Linken fordern Abschaffung der Schuldenbremse im Grundgesetz
Die Delegierten einigten sich bei dem Parteitag außerdem darauf, künftig eine Erhöhung des gesetzlichen Mindestlohns auf 15 Euro pro Stunde sowie einen automatischen Inflationsausgleich zu fordern. Bisher vertrat die Linke eine Zielmarke von 14 Euro, wie sie auch SPD und Grüne wollen.
Außerdem forderte die Linke erneut die Abschaffung der Schuldenbremse im Grundgesetz. Ein entsprechender Antrag wurde in Augsburg angenommen. Die Linke will hingegen Vermögen besteuern, um die Einnahmesituation des Staates zu verbessern. "Unser Konzept der Vermögensteuer umfasst ein Prozent für Vermögen oberhalb von einer Million Netto-Vermögen mit progressivem Verlauf für die Superreichen", heißt es in dem Papier.
Zwischenfall bei Wahl zum Spitzenkandidaten für Europawahl
Ganz geräuschlos ging der Parteitag dann aber doch nicht zu Ende. Bei der Wahl von Schirdewan zum Spitzenkandidaten für die Europawahl kam es zum Eklat. Bevor Schirdewan mit knapp 86,9 Prozent der Stimmen gewählt wurde, sorgte sein Gegenkandidat um Platz eins der Kandidatenliste, Bijan Tavassoli, für einen Tumult.
Tavassoli nutzte seine Bewerbungsrede für eine Beschimpfung der Partei und eine Lobrede auf Wagenknecht.
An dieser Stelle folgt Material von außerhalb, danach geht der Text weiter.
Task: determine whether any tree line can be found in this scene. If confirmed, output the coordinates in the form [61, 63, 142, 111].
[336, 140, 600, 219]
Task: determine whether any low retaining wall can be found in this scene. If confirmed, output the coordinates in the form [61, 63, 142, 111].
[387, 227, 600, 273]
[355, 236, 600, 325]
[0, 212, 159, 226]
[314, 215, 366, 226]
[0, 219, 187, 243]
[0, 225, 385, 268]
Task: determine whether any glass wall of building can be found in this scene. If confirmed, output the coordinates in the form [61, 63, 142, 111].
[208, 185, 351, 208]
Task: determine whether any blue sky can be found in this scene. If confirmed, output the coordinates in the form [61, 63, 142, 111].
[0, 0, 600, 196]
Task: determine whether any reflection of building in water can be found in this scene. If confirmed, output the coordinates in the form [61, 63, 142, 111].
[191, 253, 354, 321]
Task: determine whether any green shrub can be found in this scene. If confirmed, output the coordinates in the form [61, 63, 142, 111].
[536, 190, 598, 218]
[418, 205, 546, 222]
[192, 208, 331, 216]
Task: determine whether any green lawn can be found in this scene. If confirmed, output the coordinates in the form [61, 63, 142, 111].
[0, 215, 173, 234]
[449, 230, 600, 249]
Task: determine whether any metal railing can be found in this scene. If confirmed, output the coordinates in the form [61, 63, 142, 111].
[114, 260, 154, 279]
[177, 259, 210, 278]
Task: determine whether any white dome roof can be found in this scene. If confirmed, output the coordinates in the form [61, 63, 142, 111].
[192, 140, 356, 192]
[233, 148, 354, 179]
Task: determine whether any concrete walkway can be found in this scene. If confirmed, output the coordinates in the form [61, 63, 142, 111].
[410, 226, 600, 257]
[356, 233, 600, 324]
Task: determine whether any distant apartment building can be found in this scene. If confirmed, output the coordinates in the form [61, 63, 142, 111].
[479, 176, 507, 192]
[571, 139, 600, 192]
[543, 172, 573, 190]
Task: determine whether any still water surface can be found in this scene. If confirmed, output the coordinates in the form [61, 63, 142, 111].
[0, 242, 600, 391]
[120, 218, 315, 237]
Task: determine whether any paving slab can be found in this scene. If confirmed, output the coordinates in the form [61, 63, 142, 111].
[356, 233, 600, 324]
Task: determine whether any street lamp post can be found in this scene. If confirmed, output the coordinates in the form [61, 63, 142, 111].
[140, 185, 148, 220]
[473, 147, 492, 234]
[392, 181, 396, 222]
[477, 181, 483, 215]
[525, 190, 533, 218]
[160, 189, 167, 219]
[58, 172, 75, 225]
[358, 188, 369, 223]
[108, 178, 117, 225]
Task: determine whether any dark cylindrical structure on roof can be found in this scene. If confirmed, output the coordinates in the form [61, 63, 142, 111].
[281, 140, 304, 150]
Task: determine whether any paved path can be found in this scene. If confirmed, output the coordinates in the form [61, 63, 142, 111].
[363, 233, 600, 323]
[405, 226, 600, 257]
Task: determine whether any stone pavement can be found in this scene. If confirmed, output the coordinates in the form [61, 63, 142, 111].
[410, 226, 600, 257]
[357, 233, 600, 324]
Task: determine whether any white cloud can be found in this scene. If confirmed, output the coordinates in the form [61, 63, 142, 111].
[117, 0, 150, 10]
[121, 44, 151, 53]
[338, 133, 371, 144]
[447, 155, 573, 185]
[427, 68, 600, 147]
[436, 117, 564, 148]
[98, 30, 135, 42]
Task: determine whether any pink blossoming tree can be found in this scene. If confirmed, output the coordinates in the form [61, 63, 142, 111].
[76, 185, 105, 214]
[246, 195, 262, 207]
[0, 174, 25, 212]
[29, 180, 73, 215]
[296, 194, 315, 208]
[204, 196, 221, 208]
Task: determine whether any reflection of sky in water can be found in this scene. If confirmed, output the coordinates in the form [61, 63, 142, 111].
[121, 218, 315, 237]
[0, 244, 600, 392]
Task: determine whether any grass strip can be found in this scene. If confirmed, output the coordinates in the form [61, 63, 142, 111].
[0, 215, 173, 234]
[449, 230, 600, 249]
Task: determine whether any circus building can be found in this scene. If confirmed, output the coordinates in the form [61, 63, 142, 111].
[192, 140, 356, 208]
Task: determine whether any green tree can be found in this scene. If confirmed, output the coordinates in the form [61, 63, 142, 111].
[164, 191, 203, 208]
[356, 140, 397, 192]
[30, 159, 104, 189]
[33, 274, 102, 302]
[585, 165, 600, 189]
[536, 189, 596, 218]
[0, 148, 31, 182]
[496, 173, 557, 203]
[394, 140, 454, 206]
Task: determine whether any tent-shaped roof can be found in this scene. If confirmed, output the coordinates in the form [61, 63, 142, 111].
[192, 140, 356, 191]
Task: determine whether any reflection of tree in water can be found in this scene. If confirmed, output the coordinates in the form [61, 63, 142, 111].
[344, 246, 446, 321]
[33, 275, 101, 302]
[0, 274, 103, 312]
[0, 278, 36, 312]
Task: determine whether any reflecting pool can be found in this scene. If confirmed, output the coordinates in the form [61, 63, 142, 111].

Zum Abschluss seiner Rede erklärte Tavassoli selbst ebenfalls seinen Parteiaustritt. Zeitweise war unklar, ob er trotzdem kandidieren darf.
Schließlich erreichte Tavassoli im Wahlgang gegen Schirdewan etwa 2 Prozent der Stimmen. Er wurde gebeten, von der Bühne zu gehen und wurde schließlich von Sicherheitsleuten aus dem Saal geleitet. Schirdewan sprach von einem "unschönen Zwischenfall".
Schirdewan und Rackete Spitzenduo für Europawahl
Neben Schirdewan geht die Linke auch mit der parteilosen Flüchtlings- und Klimaaktivistin Carola Rackete in den Europawahlkampf. Rackete wurde von den rund 440 Delegierten mit 77,8 Prozent Zustimmung auf den zweiten Platz der Europawahlliste gewählt.